When considering an employee stock ownership plan, employers should consult their adviser — and a host of other professionals, too. “You have to put a team together. It’s a highly technical environment,” says John Carnevale, president and CEO of Sentinel Benefits and Financial Group. “They’re not complicated once you know how to do them, but they’re special. They’re different from a standard 401(k) plan.”

The first step is to have a business appraiser determine the company’s worth, Carnevale says. An attorney is needed to handle the legal aspects of the ESOP and a third-party administrator takes care of the bookkeeping and accounting, he says.

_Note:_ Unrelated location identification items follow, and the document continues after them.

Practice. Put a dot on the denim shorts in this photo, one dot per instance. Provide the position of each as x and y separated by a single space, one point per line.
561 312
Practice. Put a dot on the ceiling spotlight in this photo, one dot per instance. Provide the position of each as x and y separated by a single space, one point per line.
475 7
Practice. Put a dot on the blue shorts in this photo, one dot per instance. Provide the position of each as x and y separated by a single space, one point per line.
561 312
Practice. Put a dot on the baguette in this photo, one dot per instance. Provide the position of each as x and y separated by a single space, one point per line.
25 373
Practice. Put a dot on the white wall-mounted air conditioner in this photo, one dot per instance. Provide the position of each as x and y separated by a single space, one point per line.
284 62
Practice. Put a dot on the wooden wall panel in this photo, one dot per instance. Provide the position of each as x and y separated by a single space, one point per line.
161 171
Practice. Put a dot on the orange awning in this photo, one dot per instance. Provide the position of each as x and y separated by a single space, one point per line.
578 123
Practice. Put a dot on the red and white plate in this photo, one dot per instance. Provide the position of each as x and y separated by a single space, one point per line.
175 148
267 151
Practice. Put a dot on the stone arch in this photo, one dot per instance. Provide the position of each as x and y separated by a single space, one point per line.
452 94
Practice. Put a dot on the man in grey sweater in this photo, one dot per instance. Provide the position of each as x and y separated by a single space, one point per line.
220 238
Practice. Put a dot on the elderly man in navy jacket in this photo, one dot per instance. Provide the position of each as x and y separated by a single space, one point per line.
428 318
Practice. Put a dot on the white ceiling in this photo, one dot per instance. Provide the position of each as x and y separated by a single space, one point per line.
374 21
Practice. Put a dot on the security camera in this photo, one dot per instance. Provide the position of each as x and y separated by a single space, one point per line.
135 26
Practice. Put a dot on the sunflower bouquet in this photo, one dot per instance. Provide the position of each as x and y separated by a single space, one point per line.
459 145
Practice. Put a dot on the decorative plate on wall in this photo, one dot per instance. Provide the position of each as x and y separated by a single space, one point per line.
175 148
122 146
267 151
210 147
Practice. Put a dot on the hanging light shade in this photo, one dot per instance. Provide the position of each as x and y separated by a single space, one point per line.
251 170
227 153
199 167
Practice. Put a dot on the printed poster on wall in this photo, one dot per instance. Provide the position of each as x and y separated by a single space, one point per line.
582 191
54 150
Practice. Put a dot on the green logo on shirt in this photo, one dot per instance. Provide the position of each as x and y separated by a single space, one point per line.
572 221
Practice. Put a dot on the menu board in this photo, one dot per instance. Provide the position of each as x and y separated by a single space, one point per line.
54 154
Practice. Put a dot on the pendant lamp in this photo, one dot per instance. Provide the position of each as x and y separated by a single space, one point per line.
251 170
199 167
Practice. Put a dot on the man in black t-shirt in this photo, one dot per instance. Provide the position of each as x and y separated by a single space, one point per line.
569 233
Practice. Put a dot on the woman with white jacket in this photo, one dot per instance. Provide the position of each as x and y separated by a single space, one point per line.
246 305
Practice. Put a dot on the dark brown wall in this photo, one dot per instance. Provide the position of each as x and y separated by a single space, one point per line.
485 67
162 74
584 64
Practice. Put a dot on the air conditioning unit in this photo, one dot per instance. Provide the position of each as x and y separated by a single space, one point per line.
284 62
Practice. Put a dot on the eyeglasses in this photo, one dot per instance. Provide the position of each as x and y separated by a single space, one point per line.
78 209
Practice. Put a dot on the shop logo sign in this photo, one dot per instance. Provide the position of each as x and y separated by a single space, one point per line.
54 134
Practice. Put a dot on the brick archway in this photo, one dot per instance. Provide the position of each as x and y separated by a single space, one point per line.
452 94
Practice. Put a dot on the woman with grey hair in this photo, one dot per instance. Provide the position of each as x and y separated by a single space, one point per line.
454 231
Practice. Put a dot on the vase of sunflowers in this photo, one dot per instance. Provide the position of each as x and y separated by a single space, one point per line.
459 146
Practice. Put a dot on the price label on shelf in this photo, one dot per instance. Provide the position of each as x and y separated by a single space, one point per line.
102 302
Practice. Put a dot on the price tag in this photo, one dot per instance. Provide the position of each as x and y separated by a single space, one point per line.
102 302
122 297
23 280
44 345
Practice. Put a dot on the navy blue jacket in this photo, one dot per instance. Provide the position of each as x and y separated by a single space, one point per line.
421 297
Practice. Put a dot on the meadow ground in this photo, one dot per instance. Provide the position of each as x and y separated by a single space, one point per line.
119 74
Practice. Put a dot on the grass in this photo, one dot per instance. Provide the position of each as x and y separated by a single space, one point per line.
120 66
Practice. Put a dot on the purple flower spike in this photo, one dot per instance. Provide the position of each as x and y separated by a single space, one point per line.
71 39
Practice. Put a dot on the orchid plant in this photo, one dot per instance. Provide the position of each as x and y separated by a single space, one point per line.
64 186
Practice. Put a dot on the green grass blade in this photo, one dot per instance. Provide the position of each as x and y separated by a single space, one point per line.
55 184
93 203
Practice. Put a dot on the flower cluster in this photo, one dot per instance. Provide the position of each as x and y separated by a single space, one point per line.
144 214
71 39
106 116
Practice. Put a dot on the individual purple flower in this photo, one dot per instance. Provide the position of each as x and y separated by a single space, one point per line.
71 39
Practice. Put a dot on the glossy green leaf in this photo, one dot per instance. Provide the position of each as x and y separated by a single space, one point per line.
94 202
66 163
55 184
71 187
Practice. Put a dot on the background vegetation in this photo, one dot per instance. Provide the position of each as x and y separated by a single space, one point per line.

The multitude of moving parts is what makes ESOPs complicated, Carnevale says. An owner is selling their business, employees are buying stock and a qualified retirement plan is being set up. “You’re doing a lot of things at the same time,” he says. That can lead to unforeseen problems. “Go slowly,” Carnevale says. “Make sure you understand the whole thing before you do it.”

There are successes and failures when it comes to ESOPs, Carnevale says, and engagement is a key factor. “You get out of it what you put into it,” he says. “For the right people, it’s a great deal. For the wrong people, you should avoid it.”

Client retention

Why should a benefit adviser be concerned with whether a client chooses an ESOP or sells to another business owner? The latter could result in a loss of that client.

When a business is sold, the employees are folded into their new employer’s benefits plan and the acquirer’s adviser has a larger client while the other adviser loses a client. The adviser might not be the only one who loses that client — their former accountant, lawyer, bank, etc., might have all shared that client.

If the business was located in a small town and the new employer moves it, that could have a tremendous impact on the residents, says Dan Zugell, senior vice president at Business Transition Advisors, Inc. “That could devastate a local community,” he says. Selling to the employees instead of an outside buyer helps keep those jobs, Zugell says.

It’s also a main reason business owners choose ESOPs, along with the tax incentives. “It’s more about legacy and the workforce,” says Loren Rodgers, executive director of the National Center for Employee Ownership.

Advisers are also needed when an employee leaves the company and sells their stock. Typically, individuals roll that money into an IRA, and they need assistance, Zugell says.

There are an estimated 7,000 ESOPs covering 13.5 million employees, according to the NCEO, and Rodgers anticipates 2014 and 2015 will be strong years for ESOPs once he sees the data, which is based on Form 5500 filings. The number of plans has dropped but the number of participants has increased due to ESOPs acquiring other companies, Rodgers says. “There’s been a big uptick in the number of acquisitions that involve ESOPs,” he says.

A business owner must weigh the benefits against the cost of setting up an ESOP. Those benefits can far outweigh the cost if implemented properly, Zugell says.

How can a business owner know if it’s the right fit? “Talk to more than one person when you want to do an ESOP,” Carnevale says.